In what seems to be rare air, the FDA is backing down from approving vaccine trials for a new vaccine for herpes. The FDA claims the vaccine violates domestic safety standards. Although the United States government has shut down the ability to test the vaccine, that hasn’t stopped powerful investors from moving the testing grounds to the Carribean, out of U.S. arm’s reach.
But what makes the story even more dramatic is the investors who are now funding the herpes vaccine testing trials. The most notable and controversial is Trump adviser and Paypal founder, Peter Thiel. According to Kaiser Health News, Thiel is $7 million deep in financial investment to the company that will perform the testing.
The creators of the vaccine claim it ceases outbreaks of herpes. The FDA has not monitored any of the testing, some of which has already taken place on the island of St.

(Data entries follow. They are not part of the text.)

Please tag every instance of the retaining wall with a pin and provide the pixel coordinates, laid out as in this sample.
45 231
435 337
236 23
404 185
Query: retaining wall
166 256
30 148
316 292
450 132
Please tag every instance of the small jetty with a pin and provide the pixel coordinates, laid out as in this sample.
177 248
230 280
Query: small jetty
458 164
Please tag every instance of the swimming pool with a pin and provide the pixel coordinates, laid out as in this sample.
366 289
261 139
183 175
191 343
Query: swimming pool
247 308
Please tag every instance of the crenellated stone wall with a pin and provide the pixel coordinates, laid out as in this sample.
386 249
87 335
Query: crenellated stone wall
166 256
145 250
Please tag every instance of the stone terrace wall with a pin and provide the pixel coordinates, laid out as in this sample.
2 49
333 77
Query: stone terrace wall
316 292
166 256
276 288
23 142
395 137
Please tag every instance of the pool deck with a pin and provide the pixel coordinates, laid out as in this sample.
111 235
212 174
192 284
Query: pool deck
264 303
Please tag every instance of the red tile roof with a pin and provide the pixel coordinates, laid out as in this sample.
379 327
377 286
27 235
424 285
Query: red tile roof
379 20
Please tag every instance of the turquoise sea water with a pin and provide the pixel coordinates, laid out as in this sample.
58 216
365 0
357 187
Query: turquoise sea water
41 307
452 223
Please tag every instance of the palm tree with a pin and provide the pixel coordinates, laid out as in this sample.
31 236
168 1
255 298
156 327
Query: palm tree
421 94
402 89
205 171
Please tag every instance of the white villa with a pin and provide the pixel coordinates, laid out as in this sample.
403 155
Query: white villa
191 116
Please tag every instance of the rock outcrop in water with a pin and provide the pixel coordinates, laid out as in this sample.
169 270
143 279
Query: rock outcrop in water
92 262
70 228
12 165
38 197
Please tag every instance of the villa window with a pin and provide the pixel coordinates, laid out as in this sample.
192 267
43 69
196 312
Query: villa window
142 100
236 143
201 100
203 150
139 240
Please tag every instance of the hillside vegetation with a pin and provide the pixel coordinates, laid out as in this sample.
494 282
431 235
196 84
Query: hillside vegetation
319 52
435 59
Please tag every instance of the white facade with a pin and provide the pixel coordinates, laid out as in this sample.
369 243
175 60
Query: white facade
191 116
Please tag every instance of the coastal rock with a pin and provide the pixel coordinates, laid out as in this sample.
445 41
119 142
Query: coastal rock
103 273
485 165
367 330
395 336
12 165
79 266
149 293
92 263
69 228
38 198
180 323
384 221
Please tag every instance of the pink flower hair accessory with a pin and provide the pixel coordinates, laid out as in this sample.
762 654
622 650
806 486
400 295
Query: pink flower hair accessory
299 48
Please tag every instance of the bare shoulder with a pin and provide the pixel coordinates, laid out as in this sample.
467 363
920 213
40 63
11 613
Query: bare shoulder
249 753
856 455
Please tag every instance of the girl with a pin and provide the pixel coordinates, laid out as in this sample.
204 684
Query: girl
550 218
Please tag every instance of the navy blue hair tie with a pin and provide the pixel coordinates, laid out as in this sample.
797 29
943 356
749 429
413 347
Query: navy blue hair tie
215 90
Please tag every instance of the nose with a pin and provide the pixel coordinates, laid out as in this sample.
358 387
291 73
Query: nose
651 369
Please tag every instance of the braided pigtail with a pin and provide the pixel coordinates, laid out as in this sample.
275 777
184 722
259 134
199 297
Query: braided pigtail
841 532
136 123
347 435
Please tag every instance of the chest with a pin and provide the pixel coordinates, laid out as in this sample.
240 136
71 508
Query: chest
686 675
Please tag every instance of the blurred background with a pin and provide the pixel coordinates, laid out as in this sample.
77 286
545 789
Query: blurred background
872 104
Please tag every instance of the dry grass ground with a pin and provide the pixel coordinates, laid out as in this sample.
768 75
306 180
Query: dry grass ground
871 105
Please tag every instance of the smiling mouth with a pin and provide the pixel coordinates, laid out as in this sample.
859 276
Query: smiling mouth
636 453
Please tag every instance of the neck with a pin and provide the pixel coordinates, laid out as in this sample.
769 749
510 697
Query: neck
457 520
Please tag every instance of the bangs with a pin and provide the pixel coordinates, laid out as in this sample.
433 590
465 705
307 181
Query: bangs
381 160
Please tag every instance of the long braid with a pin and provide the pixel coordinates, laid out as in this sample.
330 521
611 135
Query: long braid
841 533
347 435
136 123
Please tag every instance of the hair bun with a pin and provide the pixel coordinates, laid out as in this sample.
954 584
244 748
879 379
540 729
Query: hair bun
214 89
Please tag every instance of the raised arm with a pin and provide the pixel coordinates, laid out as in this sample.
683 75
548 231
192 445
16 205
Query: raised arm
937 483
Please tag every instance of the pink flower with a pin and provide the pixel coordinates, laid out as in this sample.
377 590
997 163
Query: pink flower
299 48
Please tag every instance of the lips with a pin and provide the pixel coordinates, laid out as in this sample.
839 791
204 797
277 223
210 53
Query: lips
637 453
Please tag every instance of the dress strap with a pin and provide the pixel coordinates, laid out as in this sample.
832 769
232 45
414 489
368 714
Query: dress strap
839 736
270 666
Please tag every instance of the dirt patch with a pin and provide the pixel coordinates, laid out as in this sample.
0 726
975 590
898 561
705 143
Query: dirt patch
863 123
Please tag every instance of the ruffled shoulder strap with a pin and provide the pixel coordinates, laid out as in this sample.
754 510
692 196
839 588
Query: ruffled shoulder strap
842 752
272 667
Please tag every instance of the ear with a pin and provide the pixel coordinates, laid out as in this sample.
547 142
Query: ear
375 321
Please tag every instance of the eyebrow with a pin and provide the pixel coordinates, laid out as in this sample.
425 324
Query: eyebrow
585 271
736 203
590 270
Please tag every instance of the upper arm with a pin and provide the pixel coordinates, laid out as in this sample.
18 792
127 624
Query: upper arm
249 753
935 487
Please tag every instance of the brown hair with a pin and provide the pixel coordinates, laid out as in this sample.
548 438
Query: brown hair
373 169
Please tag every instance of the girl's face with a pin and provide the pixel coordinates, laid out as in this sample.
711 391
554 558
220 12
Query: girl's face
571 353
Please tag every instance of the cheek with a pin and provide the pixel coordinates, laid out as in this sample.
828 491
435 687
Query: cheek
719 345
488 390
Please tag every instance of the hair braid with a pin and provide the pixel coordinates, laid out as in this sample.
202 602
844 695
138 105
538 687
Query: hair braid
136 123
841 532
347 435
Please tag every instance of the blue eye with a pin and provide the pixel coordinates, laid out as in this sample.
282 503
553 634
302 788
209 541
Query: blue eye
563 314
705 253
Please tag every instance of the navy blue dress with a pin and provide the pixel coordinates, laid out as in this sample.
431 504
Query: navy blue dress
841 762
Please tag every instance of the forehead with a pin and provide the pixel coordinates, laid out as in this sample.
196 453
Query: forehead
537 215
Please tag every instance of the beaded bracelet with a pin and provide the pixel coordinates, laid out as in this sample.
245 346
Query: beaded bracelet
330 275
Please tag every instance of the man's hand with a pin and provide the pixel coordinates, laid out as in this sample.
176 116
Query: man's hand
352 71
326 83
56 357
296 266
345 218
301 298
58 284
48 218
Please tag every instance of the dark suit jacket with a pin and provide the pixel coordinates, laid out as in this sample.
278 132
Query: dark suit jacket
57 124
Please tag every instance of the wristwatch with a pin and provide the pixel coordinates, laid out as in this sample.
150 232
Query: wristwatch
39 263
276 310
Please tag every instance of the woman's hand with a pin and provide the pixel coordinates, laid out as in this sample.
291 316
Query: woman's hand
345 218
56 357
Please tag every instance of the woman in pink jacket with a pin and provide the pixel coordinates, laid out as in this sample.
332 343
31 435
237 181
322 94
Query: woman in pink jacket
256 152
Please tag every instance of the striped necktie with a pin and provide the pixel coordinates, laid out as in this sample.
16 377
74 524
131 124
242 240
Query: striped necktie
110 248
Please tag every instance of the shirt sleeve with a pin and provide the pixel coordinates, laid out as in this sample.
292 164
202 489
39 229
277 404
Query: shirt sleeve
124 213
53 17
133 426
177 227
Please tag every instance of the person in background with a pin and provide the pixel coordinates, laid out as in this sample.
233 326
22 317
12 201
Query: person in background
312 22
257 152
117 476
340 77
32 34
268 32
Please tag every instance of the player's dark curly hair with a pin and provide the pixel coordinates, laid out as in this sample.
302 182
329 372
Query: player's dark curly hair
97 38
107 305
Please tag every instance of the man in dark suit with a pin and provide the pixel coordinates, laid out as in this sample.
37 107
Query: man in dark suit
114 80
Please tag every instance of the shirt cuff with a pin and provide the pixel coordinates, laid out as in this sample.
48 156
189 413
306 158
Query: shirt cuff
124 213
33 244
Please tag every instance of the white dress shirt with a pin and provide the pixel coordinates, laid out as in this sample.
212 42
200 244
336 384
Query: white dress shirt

Kitts.
“This is a test case,” Bartley Madden, another investor in the trials, told KHN. “The FDA is standing in the way, and Americans are going to hear about this and demand action.”
The company, Rational Vaccines, is putting on the trials at the helm of serious investor cash. Thiel has been notable in his criticism of the FDA’s drug and vaccine review process. Thiel at one point stated, “you would not be able to invent the polio vaccine today.”
William Halford, another prominent investor, similarly stated, “Many of the virus vaccines we currently put in our kids—chickenpox, mumps, measles, and rubella—were developed using live-attenuated viruses in the ’50s, ’60s and ’70s when the regulatory landscape was more relaxed… and they have worked remarkably well.” Halford also considers the FDA’s barrier much too high.
“There are governments around the world that the WHO [World Health Organization] has approved for vaccine development,” he said. “We’re talking to those types of governments.”
Halford and Hollywood filmmaker Agustín Fernández founded Rational Vaccine. Halford recently passed away of cancer.
Rational Vaccine, of course, has its share of critics.
“What they’re doing is patently unethical,” Jonathan Zenilman, chief of Johns Hopkins Bayview Medical Center’s Infectious Diseases Division, told KHN. “There’s a reason why researchers rely on these protections. People can die.”
So suddenly, it seems, the FDA is into vaccine safety. Somewhere, the game of money is being won and lost in this debacle. Either a domestic pharmaceutical company wants to be the producer of this herpes vaccine, or the investors want the initial piece of the vaccine pie. Either way, let’s be honest, a herpes vaccine is worth millions (and more). It seems as though two sides are fighting under a possible false guise of philanthropy. I’d say a lot of people are fighting to get rich.